The softball field is part of the Phase II facility plan for athletics, which involves bringing all sports on to campus. The construction also includes new hitting facilities for the softball and baseball programs. A field house with locker rooms and offices for baseball and softball coaches will be added if private funding is secured.
Townsend not only is excited about the new stadium and the possibilities it brings, she also has a great sense of pride in her team for their accomplishments on and off the field.
UAB sophomore shortstop Catherine Douglass and fifth-year senior outfielder Martina Landrum were selected to the Conference USA 2010 Preseason All-Conference Team, marking the first time two Blazers have been selected.
Off the field, 13 of the team’s 20 members are academic scholarship recipients with four named to the President’s List and seven named to the Dean’s List. Ten Blazers were selected to the Conference USA Honor Roll (3.0 GPA) in 2009 and seven were Conference USA Academic Medal winners (3.75 GPA) — the most of any sport at UAB.

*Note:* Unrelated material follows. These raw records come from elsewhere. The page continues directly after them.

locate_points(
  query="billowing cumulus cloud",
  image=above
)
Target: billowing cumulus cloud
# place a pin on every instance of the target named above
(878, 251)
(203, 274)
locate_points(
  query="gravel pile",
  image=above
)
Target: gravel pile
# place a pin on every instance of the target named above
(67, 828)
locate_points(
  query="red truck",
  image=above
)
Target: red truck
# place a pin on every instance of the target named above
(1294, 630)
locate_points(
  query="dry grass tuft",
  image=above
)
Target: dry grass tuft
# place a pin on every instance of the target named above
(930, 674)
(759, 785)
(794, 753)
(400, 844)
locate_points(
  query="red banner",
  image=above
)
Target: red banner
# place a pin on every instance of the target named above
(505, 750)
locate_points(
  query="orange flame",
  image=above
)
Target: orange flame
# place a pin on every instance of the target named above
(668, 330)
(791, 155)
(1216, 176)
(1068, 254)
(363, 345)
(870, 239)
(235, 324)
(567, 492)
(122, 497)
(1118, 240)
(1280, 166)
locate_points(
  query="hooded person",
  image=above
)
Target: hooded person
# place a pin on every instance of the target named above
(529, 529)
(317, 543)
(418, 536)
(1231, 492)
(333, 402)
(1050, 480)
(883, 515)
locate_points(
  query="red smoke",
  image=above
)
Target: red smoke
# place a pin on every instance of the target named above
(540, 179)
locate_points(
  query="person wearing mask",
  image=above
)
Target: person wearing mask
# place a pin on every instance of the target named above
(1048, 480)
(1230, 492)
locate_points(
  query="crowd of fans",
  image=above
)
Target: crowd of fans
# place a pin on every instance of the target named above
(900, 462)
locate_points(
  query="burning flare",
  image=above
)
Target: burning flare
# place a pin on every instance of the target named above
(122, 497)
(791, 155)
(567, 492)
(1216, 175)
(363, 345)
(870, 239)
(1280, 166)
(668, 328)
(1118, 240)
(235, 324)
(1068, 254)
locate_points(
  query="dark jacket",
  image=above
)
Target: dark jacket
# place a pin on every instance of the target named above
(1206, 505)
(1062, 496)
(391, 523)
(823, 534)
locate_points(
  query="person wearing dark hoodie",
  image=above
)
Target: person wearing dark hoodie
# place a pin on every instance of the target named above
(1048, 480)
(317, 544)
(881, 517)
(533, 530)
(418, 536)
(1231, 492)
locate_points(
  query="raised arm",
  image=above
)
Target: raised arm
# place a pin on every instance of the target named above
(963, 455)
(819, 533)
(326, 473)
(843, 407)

That’s one reason Townsend is hesitant to say the field is the sole reason UAB now may be more attractive to future recruits.
“The academic tradition and reputation that UAB has is the way we get the talented athletes we get,” Townsend says. “Will the field help? Yes, it’s a plus. But the academic structure that’s in place here is why they choose UAB. I am proud of the student athletes because they focus on their academics first and understand the order of their priorities.”
Townsend is working to keep her priorities in order, and she doesn’t want her team looking past the first two weeks of games before the home-opener.
Still, she’s excited about the possibilities for the Feb. 23 game.
“The environment for that first game is going to be awesome,” Townsend says. “We want to play the top teams in the country. For our athletes, it’s going to be a chance to show what we’re made of in front of a large crowd. We want to show them we’re competitive. It’s our job to bring them in here and keep it a low-scoring game and come out on top. That’s what we want to do.”